Teach LLMs to Personalize -- An Approach inspired by Writing Education
Cheng Li, Mingyang Zhang, Qiaozhu Mei, Yaqing Wang, Spurthi Amba Hombaiah, Yi Liang, Michael Bendersky
TL;DR
This work presents a general, LLM-based framework for personalized text generation that mirrors writing education by decomposing the task into retrieval, ranking, summarization, synthesis, and generation. It augments this pipeline with a multitask reading component (author distinction) to improve reading and writing alignment, and evaluates various retrieval, summarization, and synthesis strategies across three diverse datasets.
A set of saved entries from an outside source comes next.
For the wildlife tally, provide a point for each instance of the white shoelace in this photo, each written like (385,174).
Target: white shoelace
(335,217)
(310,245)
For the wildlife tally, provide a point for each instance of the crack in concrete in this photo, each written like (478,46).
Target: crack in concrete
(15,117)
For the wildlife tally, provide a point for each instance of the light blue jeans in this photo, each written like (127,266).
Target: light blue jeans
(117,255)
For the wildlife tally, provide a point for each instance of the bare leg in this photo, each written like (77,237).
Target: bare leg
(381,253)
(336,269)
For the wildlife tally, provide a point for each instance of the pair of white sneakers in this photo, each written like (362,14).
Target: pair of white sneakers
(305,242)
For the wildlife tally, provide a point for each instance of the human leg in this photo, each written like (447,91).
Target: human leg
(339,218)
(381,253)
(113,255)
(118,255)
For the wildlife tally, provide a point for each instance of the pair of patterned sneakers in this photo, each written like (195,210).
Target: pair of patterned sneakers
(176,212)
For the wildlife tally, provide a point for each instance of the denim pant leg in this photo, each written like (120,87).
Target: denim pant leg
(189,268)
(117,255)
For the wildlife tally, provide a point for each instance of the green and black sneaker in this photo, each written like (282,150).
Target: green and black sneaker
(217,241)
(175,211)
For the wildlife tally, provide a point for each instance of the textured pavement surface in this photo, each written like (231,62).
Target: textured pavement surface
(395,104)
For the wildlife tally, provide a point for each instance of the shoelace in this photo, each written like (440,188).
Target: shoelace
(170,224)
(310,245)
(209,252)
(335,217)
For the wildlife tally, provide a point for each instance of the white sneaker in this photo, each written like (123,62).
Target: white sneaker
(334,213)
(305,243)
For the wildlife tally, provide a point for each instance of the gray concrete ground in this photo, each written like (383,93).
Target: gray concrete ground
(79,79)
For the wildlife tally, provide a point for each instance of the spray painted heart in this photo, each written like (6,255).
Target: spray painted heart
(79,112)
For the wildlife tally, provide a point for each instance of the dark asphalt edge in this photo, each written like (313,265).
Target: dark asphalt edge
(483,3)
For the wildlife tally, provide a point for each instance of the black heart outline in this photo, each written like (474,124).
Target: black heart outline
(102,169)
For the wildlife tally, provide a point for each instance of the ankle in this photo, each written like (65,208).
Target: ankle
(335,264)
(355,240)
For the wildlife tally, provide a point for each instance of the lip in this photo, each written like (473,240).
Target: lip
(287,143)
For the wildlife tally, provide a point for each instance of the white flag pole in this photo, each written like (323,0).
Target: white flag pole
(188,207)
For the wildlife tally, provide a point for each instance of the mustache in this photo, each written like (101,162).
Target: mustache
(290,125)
Retrieval-augmented approaches consistently outperform baselines, with context-dependent summarization, synthesis, and the multitask objective offering additional gains. The results support the framework's cross-domain applicability and suggest future work in integrating external world knowledge to further enhance personalization.
Abstract
Personalized text generation is an emerging research area that has attracted much attention in recent years. Most studies in this direction focus on a particular domain by designing bespoke features or models. In this work, we propose a general approach for personalized text generation using large language models (LLMs). Inspired by the practice of writing education, we develop a multistage and multitask framework to teach LLMs for personalized generation. In writing instruction, the task of writing from sources is often decomposed into multiple steps that involve finding, evaluating, summarizing, synthesizing, and integrating information. Analogously, our approach to personalized text generation consists of multiple stages: retrieval, ranking, summarization, synthesis, and generation. In addition, we introduce a multitask setting that helps the model improve its generation ability further, which is inspired by the observation in education that a student's reading proficiency and writing ability are often correlated. We evaluate our approach on three public datasets, each of which covers a different and representative domain. Our results show significant improvements over a variety of baselines.